Cobalt
Platinum Member
- Joined
- Dec 23, 1998
- Messages
- 17,712
This always seems to be a topic of contention. Most of us that use INFI know it has very good resistance considering that it is not a stainless steel. But in looking around I found this and it is very telling. I find it interesting how INFI compared well to VG10. I myself have had similar experiences with ATS34 vs INFI. Good reading below. Hope you enjoy.
I examined the corrosion resistance of M-INFI several times and each time was impressed with the results. The first time I just left the blade covered in a 1/2 litre of water for 3 and a half hours. This however failed to induce visible rusting or make any impact on the slicing ability. Making the environment a little harsher I put it back into the water and poured a tsp of salt across the
blade. Five and a half hours later the blade was examined and a three very small rust spots were found, being about 1 to 2 mm across. The edge did not feel significantly different. Ten hours later the blade was examined and no additional rusting was evident. The slicing ability still had not significantly degraded. All rust was then removed easily with a Scotchbrite pad and the edge restored to the x-coarse finish.
Making the environment a little harsher and including the TOPS Steel Eagle for reference
(1095), I put both blades in a steel pan. Each knife was covered with water (3/4 litre) and 2 tsp of salt was poured along each blades. After five hours the TOPS blade was covered in rust along any non-coated area (as expected) and the slicing ability of the blade was cut almost in half. The edge on the Basic was not effected and the blade showed little effect from the soaking except for
a few light rust spots along one side of the bevel (the side facing the metal pan). The rust on the Basic was removed when the blade was dried, the only resulting effect was a few water spots visible along the bevel. The TOPS blade still had rust remaining after drying (much was removed though) as some parts of the blade are engraved and ground out (blood groove and such) and escape contact while drying. Interesting enough, the TOPS blade formed a lot of black rust as well, this was not present at all on the Basic. After drying the blades were again exposed to a corrosive environment.
This time determined to effect the Basic I poured a mixture of salt and water (2 tbsp per 8 oz) over each blade, put both in the metal pan and then added an additional 8 oz of the salt water. This left the blade exposed to the air as well as the water and I hoped the movement of the air would induce
rusting faster. After 4 hours I checked on both blades and this seemed to be evident. The TOPS blade was again completely covered, with corrosion, mainly black rust though as I never removed much of it from the last soaking. The Basic had some spots along the spine and the bevel. When the cutting ability was checked a significant difference was noted in both blades.

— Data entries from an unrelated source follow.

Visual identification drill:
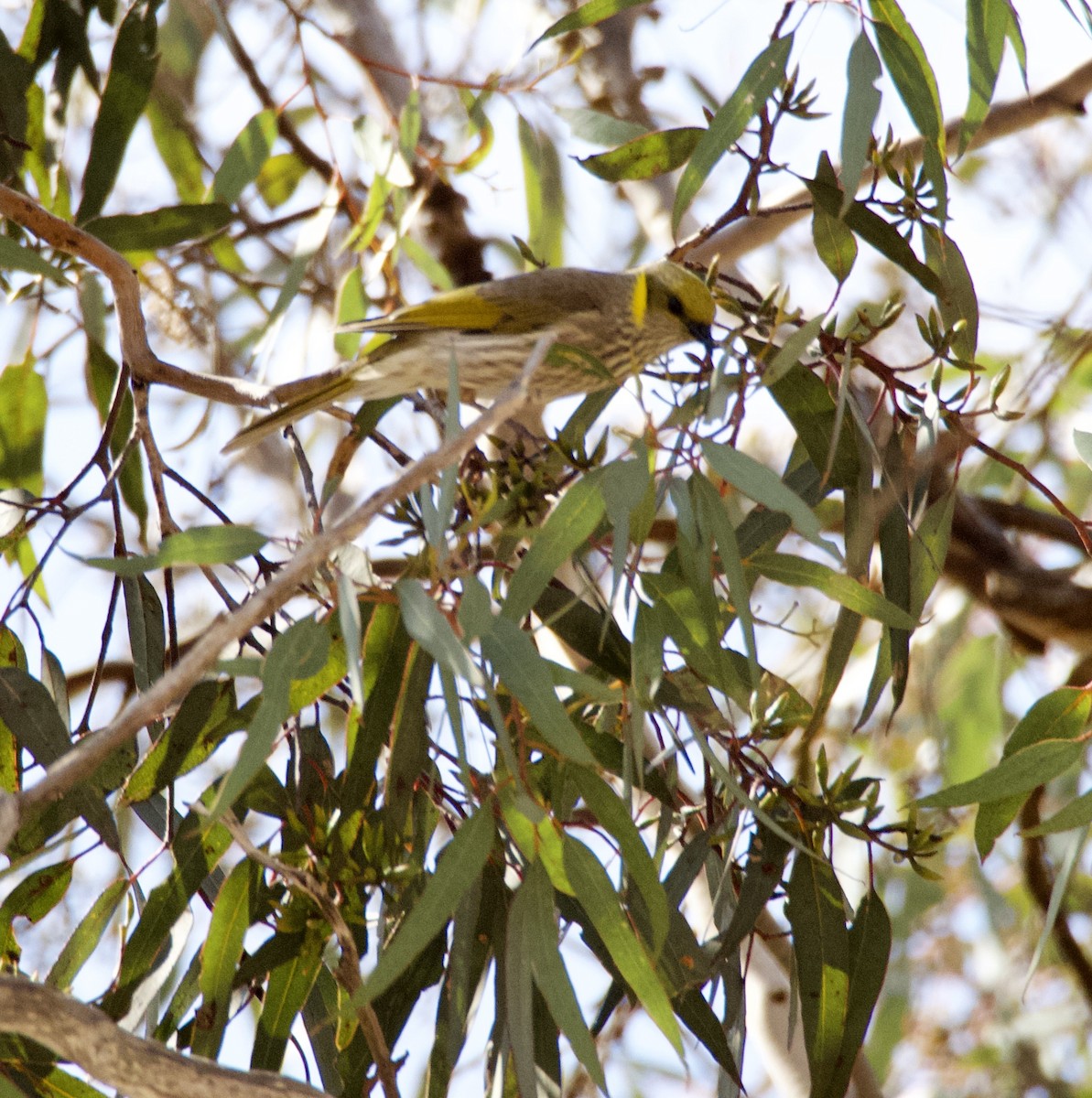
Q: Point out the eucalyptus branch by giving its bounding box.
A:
[0,976,319,1098]
[673,61,1092,267]
[0,336,550,850]
[0,185,268,405]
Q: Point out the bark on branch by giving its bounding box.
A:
[0,976,320,1098]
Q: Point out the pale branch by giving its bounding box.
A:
[0,976,320,1098]
[0,185,269,405]
[0,336,549,851]
[673,61,1092,267]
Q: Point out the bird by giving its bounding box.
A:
[224,259,717,452]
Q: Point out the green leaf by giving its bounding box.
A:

Based on that it would seem to me that you would need a fairly corrosive enviroment in order to worry about functional degredation due to rust. I have not seen any in actual use. When it thaws here I will lend both Busses to my brother as he frequently goes saltwater swimming.
-Cliff
Recently I have been doing very high stress corrosion soaks as I wanted to examine the ability of Talonite to resist rusting. I was doing about 20 hour soaks in a salt solution of 8 table spoons of table salt per litre of tap water. The Talonite didn't rust but what I found interesting was that I was seeing large scale edge damage to D2 and even VG-10 and ATS-34 blades.
Under a scope at 10X mag I was seeing small chips like about .1 mm deep. However when I tried to sharpen the blades the edges went to pot and the chips blew up to about .3 mm in depth and whole sections of the edge up to 1 mm in length cracked off. I repeated this a few times, which was a real pain as it takes a day to do the soak and a lot of time to grind all the weakened metal off the edge, and the results were very consistent.
What does this have to do with Busse Combat? When I did this a few months ago on the Basic I didn't remember seeing any edge damage after the soaks, I saw rusting but the blade sharpened easily on an 800 grit ceramic rod. However I was using a milder solution and not soaking as long so I couldn't accurately compare the results. But of course it was fairly easy to check.
I first soaked the Basic by itself and then with a VG-10 blade. As before the VG-10 blade showed functional edge damage and required a significant amount of work to restore the edge. However what surprised me was that the Basic showed less damage both times. Even though I did see rusting visible on the blade the edge did not get as damaged nor did it crack apart when I attempted to sharpen it. It took 15 strokes per side on an 800 grid ceramic rod to restore it to push shaving sharp.
This doesn't make a lot of sense to me, I would have expected the stainless steels to be less effected along the edge. However rusting is very much a random process and I will repeat the soaks a few more times before I am satisfied that I am seeing a real effect. It is interesting though. I think I will get my BM back and do it with it as well.
Jerry, yeah, we are not too distant relatives, Grandpa has me in the looks department but I am probably a little brighter.
-Cliff
[This message has been edited by Cliff Stamp (edited 02-14-2000).]